Apparently, I’m a libtard.
When I opened an email earlier this week and found this word pointed accusingly at me, I was not shocked. Particularly toxic readers who like to lash out at me for a wide variety of subjects are quick to use the term.
While I shudder at the mere use of a word that melds “liberal” and “retard” to attack someone they’ve never personally met, I understand why they’re doing it.
These are the radical libertarian readers who are angry and disillusioned that their world is changing. They hate — I mean, really hate with a lusty, visceral force — anyone who supports the notion of change.
You’ll notice I said “libertarian” and not “conservative.” I don’t think “conservative” is an insult, and personally I do not believe most hardcore conservatives are resistant to change.
There was a time in this country not so long ago where the collision of the words “progressive” and “conservative” was still intellectually defensible. Even now, as libertarian notions work their way into mainstream politics, I still know many militant conservatives who acknowledge the need for, and value of, progressive change.
You can bet anyone that regularly uses the word libtard does not fall into that category of conservative.
The most recent allegation flung in my direction came from someone named Todd (which may or may not be a real name) who was upset about a column in which I lamented the slow uptake of COVID-19 booster shots. Todd lashed out at me for fear-mongering, and not letting people live their lives without unfounded threats from infectious diseases.
When I pushed back a little, he pulled libtard from his quiver of toxic insults.
I don’t know if this single word defines a specific political constituency and if so, whether it’s a significant constituency. I think not.
More likely, it’s the calling card for a small but vocal minority with a narcissistic personality disorder — a verified mental condition defined by an inflated sense of self-importance, an obsessive need for attention and (here it comes) a lack of empathy for others.
It hasn’t gone unnoticed in the land of the libtards the people who are most opposed to pandemic restrictions and vaccine boosters are also the least empathetic: “I don’t care if social distancing/masks/vaccines saves lives, you can’t make me!”
Todd seems blissfully unconcerned despite the fact COVID-19 continues to cull generations of elderly citizens from the population and saddle millions more with long-term health effects, provincial governments allow us to move about unfettered, unvaccinated and unmasked.
In lashing out at anyone with the temerity to advocate for some modest restrictions, Todd is revealing himself as either a narcissist of the worst variety, or he no longer has a nana and simply doesn’t care what happens to other people’s grandparents.

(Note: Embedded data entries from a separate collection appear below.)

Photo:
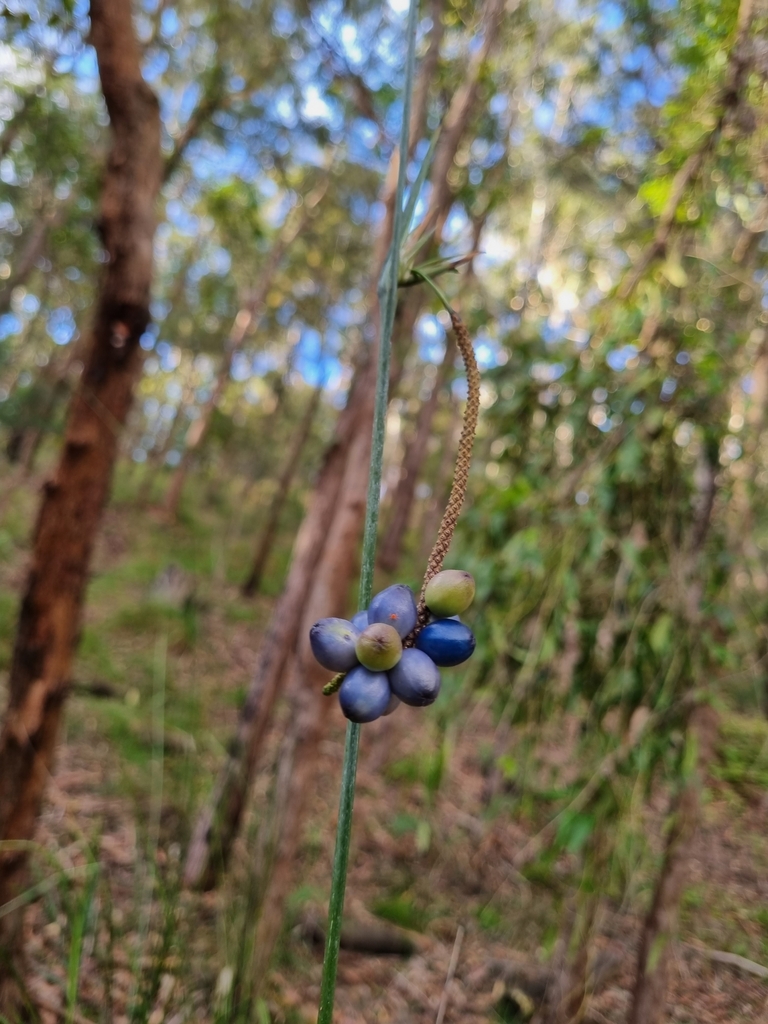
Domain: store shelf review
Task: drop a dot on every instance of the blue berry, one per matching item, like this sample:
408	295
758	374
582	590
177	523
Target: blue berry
333	642
360	621
395	606
393	705
365	695
446	641
416	679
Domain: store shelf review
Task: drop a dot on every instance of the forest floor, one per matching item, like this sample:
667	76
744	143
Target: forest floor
167	651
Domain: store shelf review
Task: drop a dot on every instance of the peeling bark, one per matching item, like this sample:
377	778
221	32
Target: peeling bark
73	501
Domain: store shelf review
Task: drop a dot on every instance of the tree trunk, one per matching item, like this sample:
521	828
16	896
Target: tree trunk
321	571
649	998
74	500
249	313
264	547
413	461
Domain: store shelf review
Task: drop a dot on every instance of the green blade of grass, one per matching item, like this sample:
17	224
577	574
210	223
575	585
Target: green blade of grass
388	300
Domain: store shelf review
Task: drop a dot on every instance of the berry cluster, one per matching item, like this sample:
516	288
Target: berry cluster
380	673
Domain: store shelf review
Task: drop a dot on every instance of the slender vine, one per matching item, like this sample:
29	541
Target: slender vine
387	304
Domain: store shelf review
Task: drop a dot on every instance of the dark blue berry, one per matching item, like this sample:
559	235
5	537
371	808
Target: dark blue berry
416	679
360	621
446	641
365	695
395	606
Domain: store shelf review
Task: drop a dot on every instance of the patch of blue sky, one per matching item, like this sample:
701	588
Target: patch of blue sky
60	326
487	350
155	66
286	312
544	116
349	41
430	336
547	373
284	22
241	368
284	107
9	324
85	70
180	217
169	24
609	16
313	360
619	358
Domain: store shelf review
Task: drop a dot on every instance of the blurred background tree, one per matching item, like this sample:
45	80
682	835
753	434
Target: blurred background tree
603	166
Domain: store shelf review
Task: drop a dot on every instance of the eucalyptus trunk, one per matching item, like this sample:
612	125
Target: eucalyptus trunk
266	541
73	501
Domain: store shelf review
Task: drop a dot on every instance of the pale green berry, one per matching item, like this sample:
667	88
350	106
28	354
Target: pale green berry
450	593
379	647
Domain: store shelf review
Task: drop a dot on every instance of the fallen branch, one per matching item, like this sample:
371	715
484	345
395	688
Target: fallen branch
450	976
359	938
731	960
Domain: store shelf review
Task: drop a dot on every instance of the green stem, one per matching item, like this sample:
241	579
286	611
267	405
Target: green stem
387	302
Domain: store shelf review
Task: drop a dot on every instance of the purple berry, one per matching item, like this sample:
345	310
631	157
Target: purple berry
446	641
395	606
360	621
333	642
393	705
416	679
365	695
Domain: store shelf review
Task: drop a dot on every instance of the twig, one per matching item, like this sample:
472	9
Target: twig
450	976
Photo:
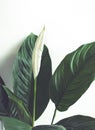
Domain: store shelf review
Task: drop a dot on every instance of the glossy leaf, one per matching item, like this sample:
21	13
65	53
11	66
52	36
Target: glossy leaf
73	76
49	127
14	124
3	99
17	108
78	122
23	76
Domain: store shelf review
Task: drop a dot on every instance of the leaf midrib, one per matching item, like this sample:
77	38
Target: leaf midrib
72	77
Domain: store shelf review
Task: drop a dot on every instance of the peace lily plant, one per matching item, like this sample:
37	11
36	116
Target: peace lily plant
34	84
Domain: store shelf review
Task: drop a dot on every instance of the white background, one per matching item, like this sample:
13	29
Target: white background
69	23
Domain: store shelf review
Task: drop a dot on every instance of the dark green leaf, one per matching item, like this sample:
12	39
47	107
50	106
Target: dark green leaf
3	99
23	76
14	124
78	122
17	108
49	127
73	76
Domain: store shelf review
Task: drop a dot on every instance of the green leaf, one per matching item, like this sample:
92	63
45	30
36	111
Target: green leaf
17	108
14	124
3	99
73	76
23	76
49	127
78	122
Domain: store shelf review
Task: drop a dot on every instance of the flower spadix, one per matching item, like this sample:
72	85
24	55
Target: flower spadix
37	54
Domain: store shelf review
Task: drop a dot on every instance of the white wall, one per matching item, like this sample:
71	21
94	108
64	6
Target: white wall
69	23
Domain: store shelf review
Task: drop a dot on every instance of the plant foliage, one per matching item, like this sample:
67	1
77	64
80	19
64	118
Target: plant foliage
70	80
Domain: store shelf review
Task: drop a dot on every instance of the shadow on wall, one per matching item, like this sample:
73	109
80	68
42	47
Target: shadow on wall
6	66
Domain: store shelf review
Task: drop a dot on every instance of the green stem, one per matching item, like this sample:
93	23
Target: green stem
34	102
54	116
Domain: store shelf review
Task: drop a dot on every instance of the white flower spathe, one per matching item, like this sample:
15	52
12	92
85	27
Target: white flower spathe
37	54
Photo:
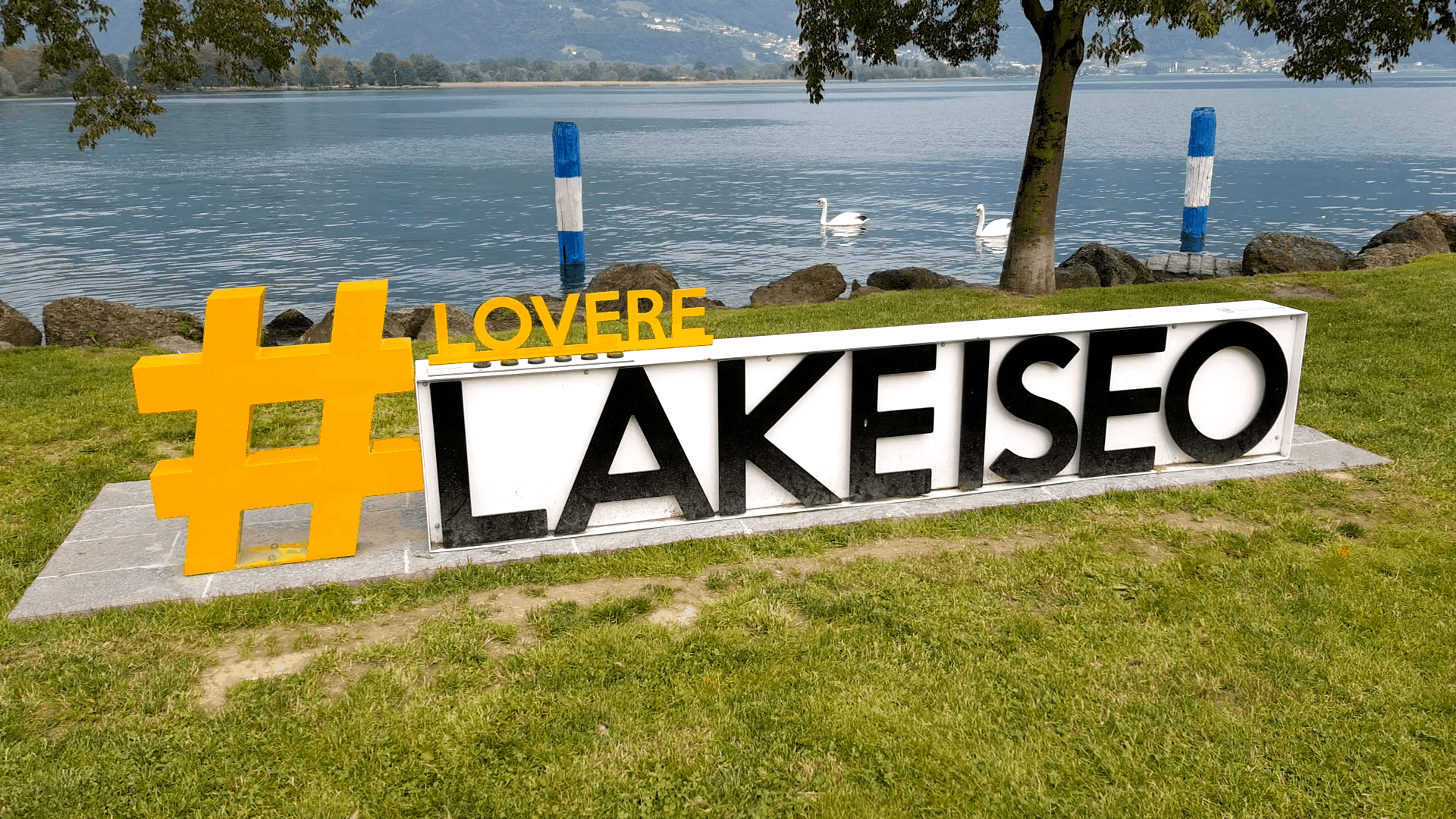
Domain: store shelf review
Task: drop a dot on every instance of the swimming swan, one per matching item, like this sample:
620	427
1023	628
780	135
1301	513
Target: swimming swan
999	228
846	219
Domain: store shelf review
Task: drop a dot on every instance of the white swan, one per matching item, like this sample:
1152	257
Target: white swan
999	228
848	219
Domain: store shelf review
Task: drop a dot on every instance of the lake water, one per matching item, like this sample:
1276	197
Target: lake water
449	193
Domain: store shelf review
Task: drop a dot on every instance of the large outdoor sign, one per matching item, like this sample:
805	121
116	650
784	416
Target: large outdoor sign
561	447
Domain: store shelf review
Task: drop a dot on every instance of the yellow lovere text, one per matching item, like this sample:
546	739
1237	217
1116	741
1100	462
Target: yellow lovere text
644	309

The “I don’t care about how my actions impact others” philosophy was in full force this past weekend as the “rolling thunder” motorcycle rally descended on Ottawa, an event at which the term libtard was no doubt frequently tossed about.
No one expected this rally, an echo of the original so-called “freedom convoy” that occupied downtown Ottawa for 32 days in January and February, would be as big, and it wasn’t. It was mostly peaceful although hundreds of tickets were handed out for parking violations and “encumbering a highway.” Several people were arrested.
However, the most interesting aspect of Rolling Thunder was that nobody was quite sure what the rally was all about.
Organizers said it was to pay tribute to military veterans. However, the tone was pure Freedom Convoy, yet another rage-against-pandemic-restrictions protest. “There’s something wrong with our country,” organizer Neil Sheard told protesters on Saturday. “It’s something to do with fearing everybody, fearing anything. So, to people out there that are fearful, take a good look at yourself. Look around. Not everybody’s afraid.”
Ah yes, being afraid is most definitely a libtard trait. Good old Todd accused me of being unduly afraid, and trying to trigger fear in others, in his original eloquent email. You see, advocating for restrictions, even those that don’t really inconvenience people, is tantamount to fear mongering.
That’s an odd bit of logic at the (we hope) tail end of a pandemic that claimed nearly 40,000 lives. The “live free or die” types will tell you that 40,000 isn’t that much, and that more people die from influenza. And although that’s not really true, it’s also not the point: this wasn’t 40,000 deaths “instead” of the flu; this was 40,000 ADDITIONAL deaths that did not need to happen.
Like many libtards, I’m growing weary of having to explain the threat of COVID-19 to people who continue to think that concepts like collective security, compassion and empathy are signs of weakness. Regardless of what you want to call us, I’ll thankfully count myself among the people who are willing to make sacrifices to save lives.
For the moment, however, I will be spending much less time raging against anyone who calls me a libtard. Largely because when you start to think about all the qualities that guys like Todd and the Rolling Thunder folks think define a libtard, you quickly realize it’s not an insult. It’s actually a compliment.